Lo pseudo Lino nel VII secolo nella sua Passio Peltri et Pauli aggiunge l’affermazione esplicita di un Seneca cristiano convertito dall’Apostolo. Il tutto nel medioevo, fino al Petrarca, passò come genuino, finché gli umanisti italiani sfatarono questa mistificazione letteraria. Invano nelle lettere si cercherebbe un eco dell’insegnamento Paolino. Esse nelle loro brevità vertono su inezie insulse” (San Paolo, pp. 417-418).

8. In maniera ancor più decisa il grande biblista Giuseppe Ricciotti scrive: “Spesse volte lo stoicismo fu riavvicinato al cristianesimo, soprattutto a causa dell’indole cristiana che si riscontra in talune pagine di Epitteto e di Seneca: si sospettò anzi una diretta influenza esercitata da Paolo sul contemporaneo Seneca, come già nella seconda metà del secolo quarto si fabbricò tutta una corrispondenza epistolare tra i due. Ma, chi non si fermi alle apparenze bensì cerchi l’anima delle cose, troverà sotto la somiglianza esteriore un abissale divergenza: più o meno, insomma, la somiglianza che intercede tra lo scimpanzé e l’homo sapiens” (Paolo apostolo, p. 66).

9. Nella storia della filosofia c’è stato un tentativo di ripensare lo stoicismo alla luce del Vangelo.
Questo comportò evidentemente un notevole ridimensionamento del panteismo stoicista per far posto al monoteismo cristiano.
Nello stesso tempo richiese un ridimensionamento del ruolo della grazia per dare spazio al primato dello sforzo umano.
Questa corrente di pensiero, svanita ben presto, si è sviluppata alla fine del secolo 16º e i suoi autori principali sono stati Lipsio, du Vair e Charron.

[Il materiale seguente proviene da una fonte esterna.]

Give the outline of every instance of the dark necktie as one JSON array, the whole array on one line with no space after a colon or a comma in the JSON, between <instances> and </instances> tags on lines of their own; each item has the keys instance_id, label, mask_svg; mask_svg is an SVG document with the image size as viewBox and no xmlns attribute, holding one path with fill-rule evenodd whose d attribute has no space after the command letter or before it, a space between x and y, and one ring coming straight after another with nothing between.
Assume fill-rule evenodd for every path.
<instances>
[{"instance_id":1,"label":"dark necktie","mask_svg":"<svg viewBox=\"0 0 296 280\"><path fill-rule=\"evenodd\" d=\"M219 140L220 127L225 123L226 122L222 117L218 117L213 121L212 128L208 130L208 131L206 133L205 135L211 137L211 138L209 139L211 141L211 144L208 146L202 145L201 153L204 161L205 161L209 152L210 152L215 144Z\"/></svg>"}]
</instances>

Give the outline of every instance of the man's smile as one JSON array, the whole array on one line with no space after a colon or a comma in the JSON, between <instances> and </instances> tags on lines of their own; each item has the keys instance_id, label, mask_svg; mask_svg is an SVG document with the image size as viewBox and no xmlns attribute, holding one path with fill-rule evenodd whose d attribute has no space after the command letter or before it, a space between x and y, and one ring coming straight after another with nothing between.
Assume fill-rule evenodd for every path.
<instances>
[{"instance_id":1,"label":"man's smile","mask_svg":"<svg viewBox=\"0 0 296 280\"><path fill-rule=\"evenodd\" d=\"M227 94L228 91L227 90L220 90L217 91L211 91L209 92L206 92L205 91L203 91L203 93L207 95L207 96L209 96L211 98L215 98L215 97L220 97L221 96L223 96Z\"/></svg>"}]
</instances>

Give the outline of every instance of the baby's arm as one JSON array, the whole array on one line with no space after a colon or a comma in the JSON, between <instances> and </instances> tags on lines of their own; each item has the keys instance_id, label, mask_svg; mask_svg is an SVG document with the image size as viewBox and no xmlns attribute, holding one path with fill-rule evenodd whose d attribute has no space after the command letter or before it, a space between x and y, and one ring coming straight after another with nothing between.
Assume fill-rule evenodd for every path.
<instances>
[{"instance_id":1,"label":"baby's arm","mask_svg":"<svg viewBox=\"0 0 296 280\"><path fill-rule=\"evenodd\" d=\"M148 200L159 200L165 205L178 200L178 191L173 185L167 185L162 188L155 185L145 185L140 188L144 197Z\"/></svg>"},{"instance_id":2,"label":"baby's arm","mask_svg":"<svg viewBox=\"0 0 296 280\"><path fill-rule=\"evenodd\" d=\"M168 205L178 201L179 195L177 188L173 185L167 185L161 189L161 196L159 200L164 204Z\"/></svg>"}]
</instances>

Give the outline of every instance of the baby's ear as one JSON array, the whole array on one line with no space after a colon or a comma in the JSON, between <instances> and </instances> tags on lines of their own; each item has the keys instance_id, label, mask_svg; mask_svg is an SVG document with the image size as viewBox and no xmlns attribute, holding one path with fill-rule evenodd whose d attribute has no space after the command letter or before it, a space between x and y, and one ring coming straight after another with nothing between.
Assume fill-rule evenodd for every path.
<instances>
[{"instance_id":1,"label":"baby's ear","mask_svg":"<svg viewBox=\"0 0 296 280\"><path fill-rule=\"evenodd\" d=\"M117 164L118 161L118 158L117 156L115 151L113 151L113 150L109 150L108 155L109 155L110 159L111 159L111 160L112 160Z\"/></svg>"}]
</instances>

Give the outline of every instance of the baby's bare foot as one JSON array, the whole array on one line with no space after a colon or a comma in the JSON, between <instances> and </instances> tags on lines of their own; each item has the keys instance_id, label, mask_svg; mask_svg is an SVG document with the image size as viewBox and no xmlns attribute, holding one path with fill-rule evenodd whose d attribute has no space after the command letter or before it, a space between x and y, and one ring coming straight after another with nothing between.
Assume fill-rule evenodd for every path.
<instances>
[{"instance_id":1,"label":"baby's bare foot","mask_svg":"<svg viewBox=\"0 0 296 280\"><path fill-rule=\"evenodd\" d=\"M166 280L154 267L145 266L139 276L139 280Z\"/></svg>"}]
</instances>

10. Venendo all’affermazione del tuo professore, non so in che cosa il cristianesimo abbia preso dallo stoicismo quando la predicazione di Gesù Cristo è stata attuata in un contesto in cui lo stoicismo non ebbe alcun influsso.
L’esaltazione delle virtù morali nella Sacra Scrittura, come si può vedere in alcuni libri sapienziali dell’Antico Testamento, in particolare Proverbi, Sapienza e Siracide, è ben antecedente alla filosofia stoica.
Senza dire dell’orizzonte che separa nettamente lo stoicismo dalla cultura ebraica. Perché tra i due c’è una differenza abissale come quella indicata da Ricciotti.

Ti auguro un felice proseguo delle feste natalizie e dei tuoi studi, ti benedico e ti ricordo nella preghiera.